Reputation: 842
HDFS has the default block size as 60MB. So, does that mean the minimum size of a file in HDFS is 60MB?.
i.e. if we create/copy a file which is less than 60MB in size (say 5bytes) then my assumption is that the actual size if that file in HDFS is 1block i.e. 60MB. But, when I copy a 5bytes file to HDFS then when I see the size of the file (through ls
command) I still see the size of that file as 5bytes. Shouldn't that be 60MB?.

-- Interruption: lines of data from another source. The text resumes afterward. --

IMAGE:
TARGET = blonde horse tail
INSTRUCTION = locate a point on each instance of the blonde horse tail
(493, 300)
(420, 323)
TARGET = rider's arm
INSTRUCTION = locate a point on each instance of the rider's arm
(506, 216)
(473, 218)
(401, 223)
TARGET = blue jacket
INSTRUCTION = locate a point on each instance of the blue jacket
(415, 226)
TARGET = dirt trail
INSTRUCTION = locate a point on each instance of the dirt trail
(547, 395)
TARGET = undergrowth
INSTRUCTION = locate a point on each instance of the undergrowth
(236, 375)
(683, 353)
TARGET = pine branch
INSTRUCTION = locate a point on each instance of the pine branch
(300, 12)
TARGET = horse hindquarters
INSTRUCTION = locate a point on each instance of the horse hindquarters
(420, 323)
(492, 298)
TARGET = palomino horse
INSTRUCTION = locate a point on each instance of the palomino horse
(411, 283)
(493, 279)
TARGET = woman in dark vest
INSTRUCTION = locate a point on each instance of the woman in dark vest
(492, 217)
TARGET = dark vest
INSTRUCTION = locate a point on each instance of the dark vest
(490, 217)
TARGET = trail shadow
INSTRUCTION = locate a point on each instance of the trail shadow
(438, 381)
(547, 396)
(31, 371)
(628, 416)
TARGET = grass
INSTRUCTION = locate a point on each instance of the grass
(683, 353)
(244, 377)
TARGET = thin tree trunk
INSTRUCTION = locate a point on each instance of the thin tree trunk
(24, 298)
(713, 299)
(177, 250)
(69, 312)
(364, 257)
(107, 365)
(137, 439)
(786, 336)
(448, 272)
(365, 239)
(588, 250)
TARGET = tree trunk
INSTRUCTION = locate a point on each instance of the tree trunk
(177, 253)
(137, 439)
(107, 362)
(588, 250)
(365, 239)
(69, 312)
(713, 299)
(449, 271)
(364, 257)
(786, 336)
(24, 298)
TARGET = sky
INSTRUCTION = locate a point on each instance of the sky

or is the ls command showing the size of the data in the file instead of the block size of the file on HDFS?
Upvotes: 0
Views: 1839
Reputation: 165
The default size of hdfs block does not means that it will use all the space whatever we have specified i.e. 60 MB. if data is more that 60 MB then it will split the data into the blocks (data/60 MB) , that number of blocks will be created. If you are doing the ls command then it will only show you currently using space.
ex:-- i have uploaded test.txt file in hdfs and block size i have set to 128 MB and replication is 2 but our actual file size is only 193 B.
**Permission Owner Group Size Last Modified Replication Block Size Name
-rw-r--r-- hduser supergroup 193 B 10/27/2016, 2:58:41 PM 2 128 MB test.txt**
Upvotes: 1
Reputation: 7462
The default block size is a maximum size of a block. Each file consists of blocks, which are distributed (and replicated) to different datanodes on HDFS. The namenode knows which blocks constitute a file, and where to find them. Perhaps it's easier to understand this with the following image:
If a file exceeds 60MB (120MB in the new version), it cannot be written using a single block, it will need at least two. Of course, if it is less than 60MB it can be written in a single block, which will occupy as much space, as necessary (less than 60MB).
After all, it doesn't make sense that a 5-byte file will occupy 60MB.
Upvotes: 0